10. The method of claim 1, wherein the data relating to the first and second received data packets transmitted to the SDN controller is the data counted by the counter for the first and second received data packets.

11. The method of claim 1, wherein the data relating to the first and second received data packets transmitted to the SDN controller is created by processing data counted by the counter for the first and second received data packets for use with an SDN application.

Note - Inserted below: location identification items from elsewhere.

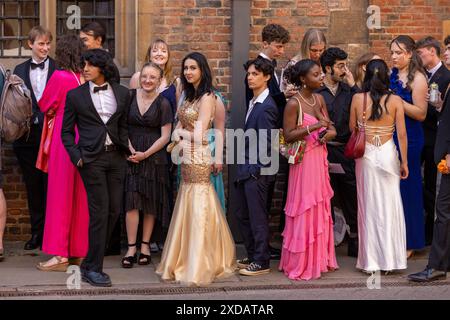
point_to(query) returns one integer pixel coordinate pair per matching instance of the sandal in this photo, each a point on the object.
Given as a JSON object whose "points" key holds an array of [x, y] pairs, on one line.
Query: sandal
{"points": [[60, 266], [144, 259], [128, 262]]}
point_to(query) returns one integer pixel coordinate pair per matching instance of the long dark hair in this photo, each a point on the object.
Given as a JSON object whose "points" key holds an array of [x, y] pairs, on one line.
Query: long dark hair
{"points": [[298, 70], [103, 60], [205, 85], [376, 82], [416, 63], [69, 49]]}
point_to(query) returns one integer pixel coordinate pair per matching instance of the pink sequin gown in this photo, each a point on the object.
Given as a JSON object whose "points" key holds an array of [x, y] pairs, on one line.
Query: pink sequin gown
{"points": [[67, 212], [308, 243]]}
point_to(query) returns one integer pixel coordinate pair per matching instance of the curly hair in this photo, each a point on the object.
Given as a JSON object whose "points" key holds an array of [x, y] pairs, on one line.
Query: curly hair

12. A non-transitory machine readable storage medium having stored thereon machine readable instructions to cause a computer processor to: match a first received data packet with a first flow entity; send a first set of data relating to the first received data packet to a counter of a programmable Application-Specific Integrated Circuit (ASIC); match a second received data packet with a second flow entity; send a second set of data relating to the second received data packet to the counter; and transmit, to a Software-Defined Network (SDN) controller, data relating to the first and second sets of data.

13. The medium of claim 12, wherein the medium is housed within a housing of an SDN-capable network switch.

14. A network switch comprising: a switch processing resource; a switch memory resource, wherein the switch memory resource includes machine readable instructions to: process a received data packet; and forward the received data packets to another device in a network; and a programmable Application-Specific Integrated Circuit (ASIC), the ASIC including: an ASIC processing resource and an ASIC memory resource, wherein the ASIC memory resource includes machine readable instructions to: manage a plurality of flow entities stored on the memory resource; and count, with a single counter, data relating to data packets that match multiple flow entities of the plurality of flow entities.

15. The network switch of claim 14, wherein the programmable ASIC is configurable by a Software-Defined Network (SDN) controller in communication with the switch.